Szeleczki's family is one of many hit by a controversial Hungarian government order that forced hospitals to free up beds for potential COVID-19 patients, placing heavy logistical, physical and emotional burdens on relatives of those sent home.
Szeleczki took her mother to her sister's flat in a tower block on the edge of Budapest on April 15.
The elderly woman fell unconscious there and was returned to hospital on April 21. She died the next day.
"I will never forget looking down from the balcony, when she was put in the ambulance in her nightdress covered by a thin blanket. It was just 15 degrees outside (59 degrees Fahrenheit)," Szeleczki said.
Hungary, which has a population of almost 10 million, has recorded almost 3,000 COVID-19 infections and just over 300 deaths.
Despite the low numbers compared to western Europe, the minister in charge of health, Miklos Kasler, ordered hospitals last month to ensure that half the country's 67,000 beds were empty.
Prime Minister Viktor Orban acknowledged that the "military-like" operation -- ordered to be carried out within four working days -- caused "discomfort".
But he said it was essential in case coronavirus infection numbers surged and overwhelmed hospitals, especially once curfew restrictions are relaxed this month.
"No one can afford to make available a smaller number of beds in an epidemic than experts forecast for the worst case scenario," said Bence Retvari, a state secretary, this week.
Kasler said that only two percent of hospital beds actually needed to be evacuated in the end as many beds were already empty.
But some experts have disputed this figure, while authorities have declined to specify exactly how many patients were sent home.

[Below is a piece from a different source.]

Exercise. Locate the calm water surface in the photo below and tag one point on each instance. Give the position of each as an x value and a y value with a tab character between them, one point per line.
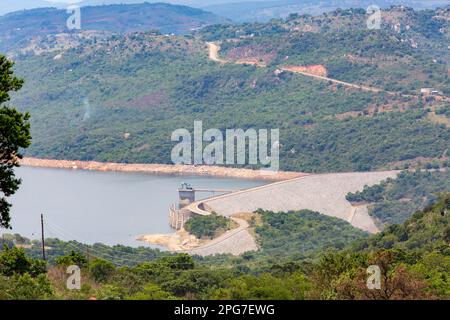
108	207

Left to care for their bed-bound mother in their cramped communist-era apartment, Szeleczki and her sister had to carry out unfamiliar nursing tasks such as giving injections and changing diapers.
"Our dear mother just lay there. Every movement was painful for her. Half of each mouthful of food or drink fell to the side," said Szeleczki, who herself suffers from severe back pain.
She now wants to sue the hospital, although "we hardly have the money for a proper burial, never mind legal costs".
Other reported deaths of non-COVID-19 patients include a 72-year-old stroke victim suffering from Alzheimers who died within 12 hours of being discharged.
Solving logistical problems posed by caring for an elderly parent has also frustrated many including Ildiko Kovacs, a 48-year-old administration worker.
"I'm not working much now as I spend most of the time treating her recovering broken leg," she told AFP while feeding her mother who was sent home after her operation.
Chief Medical Officer Cecilia Muller, a government appointee, urged families to "understand and look after ill relatives who do not need hospital care in these difficult days".
Last month she insisted that no one would be sent home if their health was at risk of deteriorating and has since promised investigations of complaints from relatives.
With the government tightly controlling information on its anti-virus measures and infection case modelling, speculation has swirled around the evacuations.
Doctors have been prohibited from talking publicly about the move. A hospital director who failed to comply with the order in time was fired.
The Hungarian Chamber of Doctors, an independent association, said the measure was "professionally unjustified" and "led to serious problems of medical ethics and conscience".
Former chief medical officer Ferenc Falus told reporters "it is not possible that 30,000 people will be sick at the same time".
"Either the government expects a very big spike in the number of cases, or they just did not consider the policy well enough," said opposition MP Katalin Cseh.
Others have darker theories.
"It feels like using a kind of euthanasia to decrease bed numbers in old inefficient hospitals, then later closing them by stealth," a Budapest-based doctor told AFP on condition of anonymity.